İŞ KAZALARINDA AVRUPA BİRİNCİSİYİZ

Türkiye, çalışan başına ölümlü iş kazalarında Avrupa’da birinci durumda. İş güvenliği yasasıyla denetimler sıklaştı fakat istenilen düzeyde değil. Bu durumu İş Sağlığı ve Güvenliği Uzmanı Nihan Bağdatlı ile konuştuk


  • Oluşturulma Tarihi : 16.11.2015 08:40
  • Güncelleme Tarihi : 16.11.2015 08:40
  • Kaynak : HABER MERKEZİ
İŞ KAZALARINDA AVRUPA BİRİNCİSİYİZ

EMİRCAN IŞILDAK

İş kazaları ve işçi ölümleri ülkemizin en büyük sorunlarından biri olarak duruyor. Bu konudaki istatistikler Türkiye’nin durumunu gözler önüne seriyor. Ülkemiz, çalışan başına ölümlü iş kazalarında Avrupa’da ilk sırada. Her yıl ortalama 2 milyon 300 bin insanın iş kazasıyla hayatını kaybettiği dünya genelinde ise üçüncü basamakta yer alıyoruz. Soma ve Ermenek’teki maden ocaklarında meydana gelen facialarla zirve yapan bu durumu, çıkarılan yasaların işleyişini ve denetimleri, İzmir İş Sağlığı ve Güvenliği Eğitim Merkezi’nden Uzman Nihan Bağdatlı ile ele aldık.
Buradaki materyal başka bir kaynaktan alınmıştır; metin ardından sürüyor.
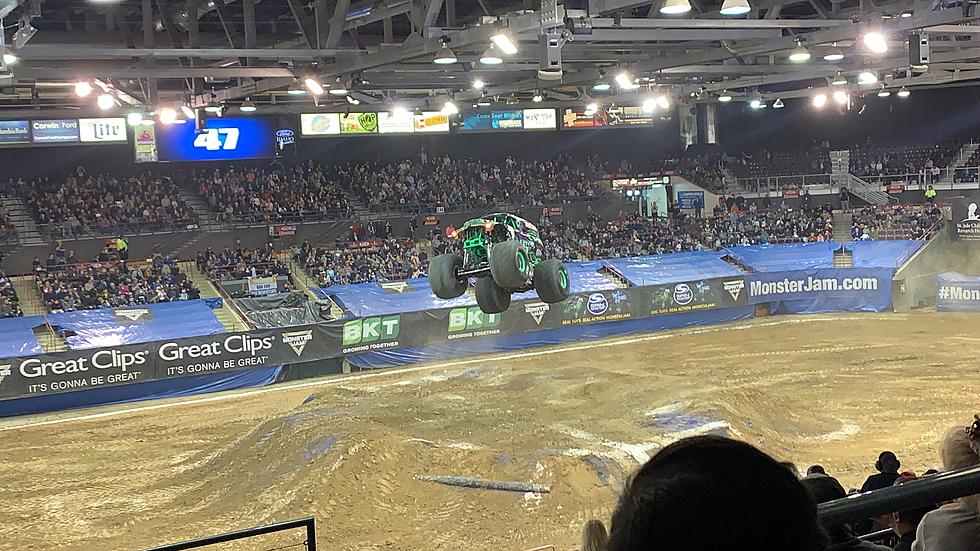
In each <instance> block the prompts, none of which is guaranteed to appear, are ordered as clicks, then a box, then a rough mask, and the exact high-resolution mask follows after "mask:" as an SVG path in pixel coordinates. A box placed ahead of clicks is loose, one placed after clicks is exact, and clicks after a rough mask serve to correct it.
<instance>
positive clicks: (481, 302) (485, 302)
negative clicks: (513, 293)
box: [476, 277, 510, 314]
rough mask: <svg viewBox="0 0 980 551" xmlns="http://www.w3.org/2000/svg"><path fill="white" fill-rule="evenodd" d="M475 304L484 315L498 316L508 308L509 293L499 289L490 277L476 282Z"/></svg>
mask: <svg viewBox="0 0 980 551" xmlns="http://www.w3.org/2000/svg"><path fill="white" fill-rule="evenodd" d="M476 303H477V304H478V305H479V306H480V310H483V312H484V313H486V314H500V313H502V312H504V311H506V310H507V309H508V308H510V291H508V290H506V289H501V288H500V286H499V285H497V283H496V282H495V281H494V280H493V278H492V277H481V278H480V279H478V280H476Z"/></svg>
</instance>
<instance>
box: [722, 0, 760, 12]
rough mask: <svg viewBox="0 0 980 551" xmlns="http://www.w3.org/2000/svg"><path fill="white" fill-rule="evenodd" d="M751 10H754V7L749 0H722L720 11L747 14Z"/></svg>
mask: <svg viewBox="0 0 980 551" xmlns="http://www.w3.org/2000/svg"><path fill="white" fill-rule="evenodd" d="M750 11H752V7H751V6H749V2H748V0H725V1H724V2H722V4H721V9H720V10H718V13H720V14H722V15H745V14H746V13H749V12H750Z"/></svg>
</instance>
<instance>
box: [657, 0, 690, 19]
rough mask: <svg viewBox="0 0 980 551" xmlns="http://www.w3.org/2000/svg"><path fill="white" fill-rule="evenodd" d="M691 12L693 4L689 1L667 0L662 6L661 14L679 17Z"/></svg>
mask: <svg viewBox="0 0 980 551" xmlns="http://www.w3.org/2000/svg"><path fill="white" fill-rule="evenodd" d="M689 11H691V2H689V1H688V0H667V1H666V2H664V5H663V6H660V13H664V14H667V15H679V14H682V13H687V12H689Z"/></svg>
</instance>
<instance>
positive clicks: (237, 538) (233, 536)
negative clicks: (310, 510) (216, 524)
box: [143, 517, 316, 551]
mask: <svg viewBox="0 0 980 551" xmlns="http://www.w3.org/2000/svg"><path fill="white" fill-rule="evenodd" d="M295 528H306V541H304V542H303V543H304V544H305V545H306V549H307V550H308V551H316V519H314V518H313V517H305V518H299V519H296V520H287V521H285V522H277V523H275V524H267V525H265V526H256V527H255V528H246V529H244V530H235V531H233V532H226V533H224V534H218V535H216V536H207V537H204V538H196V539H192V540H187V541H182V542H177V543H169V544H166V545H159V546H157V547H149V548H146V549H144V550H143V551H181V550H183V549H196V548H198V547H205V546H207V545H215V544H218V543H225V542H229V541H235V540H240V539H245V538H253V537H255V536H261V535H264V534H272V533H275V532H282V531H284V530H292V529H295Z"/></svg>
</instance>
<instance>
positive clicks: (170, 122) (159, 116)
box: [158, 107, 177, 124]
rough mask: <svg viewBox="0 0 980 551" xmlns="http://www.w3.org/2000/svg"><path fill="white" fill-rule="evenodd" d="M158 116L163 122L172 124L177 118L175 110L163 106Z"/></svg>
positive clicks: (173, 108)
mask: <svg viewBox="0 0 980 551" xmlns="http://www.w3.org/2000/svg"><path fill="white" fill-rule="evenodd" d="M158 117H159V118H160V122H161V123H163V124H173V123H174V121H175V120H177V110H176V109H174V108H173V107H164V108H163V109H161V110H160V114H159V115H158Z"/></svg>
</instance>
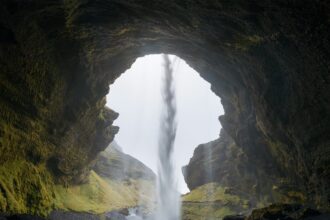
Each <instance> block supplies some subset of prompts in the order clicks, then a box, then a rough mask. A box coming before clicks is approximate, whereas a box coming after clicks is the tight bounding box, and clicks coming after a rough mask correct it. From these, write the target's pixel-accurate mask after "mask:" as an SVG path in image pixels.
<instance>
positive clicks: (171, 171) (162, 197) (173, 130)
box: [156, 55, 181, 220]
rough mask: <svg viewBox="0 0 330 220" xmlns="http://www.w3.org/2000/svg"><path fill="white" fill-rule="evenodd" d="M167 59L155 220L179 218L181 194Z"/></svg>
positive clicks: (168, 72)
mask: <svg viewBox="0 0 330 220" xmlns="http://www.w3.org/2000/svg"><path fill="white" fill-rule="evenodd" d="M163 58H164V78H163V81H162V87H163V88H162V96H163V112H162V117H161V123H160V133H159V140H158V182H157V213H156V220H178V219H180V208H181V204H180V203H181V202H180V195H179V192H178V191H177V185H176V183H177V181H176V178H175V175H174V174H175V172H174V161H173V147H174V141H175V136H176V128H177V124H176V121H175V119H176V100H175V86H174V78H173V65H172V62H171V60H170V58H169V56H168V55H163Z"/></svg>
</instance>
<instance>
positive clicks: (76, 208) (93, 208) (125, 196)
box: [55, 171, 152, 214]
mask: <svg viewBox="0 0 330 220" xmlns="http://www.w3.org/2000/svg"><path fill="white" fill-rule="evenodd" d="M148 184H150V187H146V188H149V189H151V187H152V186H151V183H149V182H147V181H145V182H142V180H141V181H138V180H135V181H131V182H119V181H113V180H109V179H106V178H101V177H100V176H98V175H97V174H96V173H95V172H94V171H92V172H91V175H90V177H89V182H88V183H86V184H83V185H79V186H70V187H68V188H65V187H63V186H56V190H55V191H56V197H57V200H56V207H57V208H58V209H61V210H73V211H77V212H91V213H96V214H100V213H104V212H107V211H111V210H117V209H123V208H128V207H133V206H136V205H138V204H139V203H138V202H139V198H140V195H139V193H138V189H139V188H140V186H141V185H143V186H146V185H148ZM142 197H143V196H142ZM148 198H150V197H148V196H145V202H149V201H148Z"/></svg>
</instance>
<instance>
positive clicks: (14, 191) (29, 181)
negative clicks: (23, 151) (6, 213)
mask: <svg viewBox="0 0 330 220" xmlns="http://www.w3.org/2000/svg"><path fill="white" fill-rule="evenodd" d="M54 200H55V194H54V181H53V179H52V177H51V175H50V174H49V173H48V172H47V170H46V168H45V166H44V165H38V166H37V165H34V164H32V163H29V162H26V161H12V162H8V163H5V164H4V165H2V166H1V167H0V212H2V213H16V214H17V213H18V214H19V213H30V214H33V215H40V216H46V215H47V214H49V212H50V211H51V210H52V209H53V208H54Z"/></svg>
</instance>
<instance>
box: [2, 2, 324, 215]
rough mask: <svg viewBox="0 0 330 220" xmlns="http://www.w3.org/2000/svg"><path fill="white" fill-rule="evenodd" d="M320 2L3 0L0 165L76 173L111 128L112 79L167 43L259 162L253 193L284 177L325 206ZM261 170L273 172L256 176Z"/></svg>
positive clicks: (251, 164) (112, 120)
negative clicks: (16, 161) (109, 106)
mask: <svg viewBox="0 0 330 220" xmlns="http://www.w3.org/2000/svg"><path fill="white" fill-rule="evenodd" d="M329 10H330V3H329V2H328V1H321V0H320V1H312V0H306V1H298V0H292V1H287V0H276V1H275V0H267V1H252V0H251V1H246V0H237V1H217V0H208V1H205V0H197V1H193V2H192V1H190V0H170V1H160V0H154V1H146V0H132V1H114V0H100V1H95V0H84V1H79V0H72V1H51V0H44V1H37V0H31V1H19V0H2V1H1V4H0V30H1V31H0V60H1V62H0V69H1V74H0V77H1V78H0V85H1V86H0V94H1V96H0V105H1V110H0V137H1V142H0V143H1V145H0V165H3V164H5V163H8V161H13V160H28V161H31V162H33V163H34V164H43V163H46V164H47V165H48V168H49V170H51V171H52V173H53V175H54V176H55V177H56V180H59V181H60V182H66V183H79V182H82V181H84V180H85V176H86V173H88V171H89V166H88V164H90V163H91V162H92V161H93V160H94V159H95V158H96V156H97V154H98V152H100V151H102V150H103V149H104V148H105V147H106V146H107V145H108V144H109V143H110V142H111V141H112V139H113V137H114V135H115V133H116V132H117V131H118V128H116V127H114V126H112V122H113V120H114V119H115V118H116V117H117V114H116V113H114V112H112V111H111V110H110V109H107V108H105V107H104V105H105V98H104V97H105V95H106V94H107V92H108V87H109V84H111V83H113V82H114V80H115V79H116V78H117V77H118V76H119V75H120V74H121V73H122V72H124V71H125V70H126V69H127V68H128V67H129V66H130V65H131V64H132V63H133V61H134V60H135V59H136V58H137V57H139V56H143V55H146V54H151V53H171V54H176V55H178V56H180V57H181V58H183V59H185V60H186V61H187V62H188V63H189V64H190V65H191V66H192V67H193V68H195V69H196V70H197V71H198V72H199V73H200V74H201V76H202V77H204V78H205V79H206V80H207V81H209V82H210V83H211V84H212V90H213V91H214V92H215V93H216V94H217V95H219V96H220V97H221V100H222V104H223V107H224V109H225V115H224V116H221V117H220V121H221V124H222V126H223V128H224V130H225V131H226V133H227V134H228V136H230V137H231V138H232V139H233V141H234V143H235V145H236V147H237V149H238V150H239V151H242V156H239V155H236V156H235V157H236V158H239V157H243V158H245V159H244V160H246V162H244V164H246V163H248V164H251V166H252V167H259V168H260V169H257V170H253V169H254V168H252V169H251V173H254V176H255V177H257V179H255V180H254V182H255V183H256V187H257V188H261V190H260V191H261V192H263V191H265V189H263V188H268V185H270V182H271V181H272V180H273V179H279V178H283V179H285V180H286V181H287V183H286V184H285V185H288V186H291V185H293V186H294V187H297V188H298V189H302V191H303V192H304V196H305V197H306V200H307V201H308V202H309V203H311V204H314V205H317V206H320V207H321V206H322V207H323V208H328V207H329V200H330V187H329V184H330V181H329V179H330V167H329V166H330V156H329V152H330V136H329V123H330V115H329V114H328V113H329V110H330V74H329V69H330V64H329V59H328V58H329V55H330V54H329V51H330V42H329V39H330V36H329V35H330V32H329V29H330V22H329V21H330V17H329V16H330V15H329V13H328V12H329ZM220 139H221V138H220ZM243 169H245V168H243ZM259 173H260V175H261V176H262V175H264V174H265V173H268V175H269V176H271V177H274V178H270V179H269V182H268V183H267V184H266V186H264V185H263V184H264V182H263V180H264V178H261V179H262V181H261V182H259V178H258V177H259ZM228 175H230V174H228ZM228 179H229V177H228ZM189 185H191V186H193V185H198V184H194V183H189ZM0 189H1V187H0ZM2 192H3V190H0V193H2ZM2 194H3V193H2ZM0 198H5V199H6V194H4V195H1V196H0ZM0 209H5V208H4V207H0Z"/></svg>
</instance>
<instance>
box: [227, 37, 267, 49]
mask: <svg viewBox="0 0 330 220" xmlns="http://www.w3.org/2000/svg"><path fill="white" fill-rule="evenodd" d="M263 41H264V39H263V38H262V37H261V36H258V35H249V36H239V37H237V38H236V39H235V40H234V42H230V43H227V44H226V45H227V46H229V47H233V48H234V49H236V50H240V51H248V50H249V49H250V48H251V47H253V46H256V45H258V44H260V43H262V42H263Z"/></svg>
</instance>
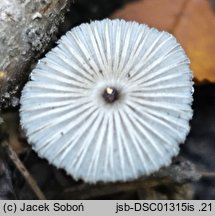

Türkiye’deki iş kazası istatistiklerini nasıl yorumluyorsunuz?

Ülkemiz oransal olarak iş kazaları ve işçi ölümlerinde en üst sıralarda yer alıyor. İstatiksel olarak çok kötü bir durumdayız. Kazaların en çok gerçekleştiği ülkelerden birisiyiz. Bunu azaltmak amacıyla, 2005 yılından bu yana uzmanlıkla ilgili çalışmalar yapılıyor. Ancak gün geçtikçe kazaların arttığını görüyoruz. Bunun nedeni de özel şirketlerin güvenlik uzmanlığını önemsemiyor olmalarıdır. Şirketler yalnızca imza yetkisini kullandırarak, iş güvenliği uzmanlarına işlerini yaptırmak istiyorlar. Bu durumda hedeflenen yerden gittikçe uzaklaşıyoruz. Öngördüğümüz sonuçlara ulaşamıyoruz.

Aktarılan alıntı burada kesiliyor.